Furniture project makes use of morning glory to create decorative and functional chair

Not all plants are meant to be grown and taken care of. There are certain stubborn ones that are considered “invasive” and can in fact cause harm to the ecosystems and even run over infrastructure. There are those looking for ways to use the adaptive properties of these plants and use their life cycle for something more useful and even decorative.

Designer: Franklin St. Studio

Once such Vancouver-based furniture and material design studio came up with the Good Morning Glory project which seeks to “tame” the plant for which is named after. For this design experiment, they harvested the morning glory roots which are easily found in the area. They were able to train the vines through winding and tying techniques and made it part of the metal chair with its grid-like woven pattern, specifically the main seat and back support.
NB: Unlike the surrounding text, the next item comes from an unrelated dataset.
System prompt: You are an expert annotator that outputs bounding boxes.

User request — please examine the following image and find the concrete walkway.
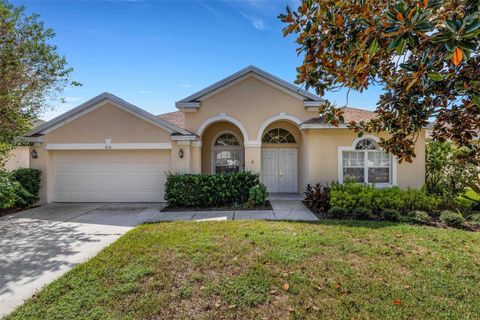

The morning glory flowers actually just last for one day after they open up with the sun so you get some decorations in the morning. But their leaves actually become a source of food for some insects like the convolvulus hawk moths. The project actually prevented the seed pods from forming and the roots were removed and thrown away once the cycle is complete.

I don’t really know if I’d want to sit in the chair that is overrun with morning glory but it’s an interesting experiment to harness these invasive plants and still preserve their species. We’ll probably see more design projects like this until such time when they can actually be used for furniture commercially or at least have something a bit more decorative even if not highly functional.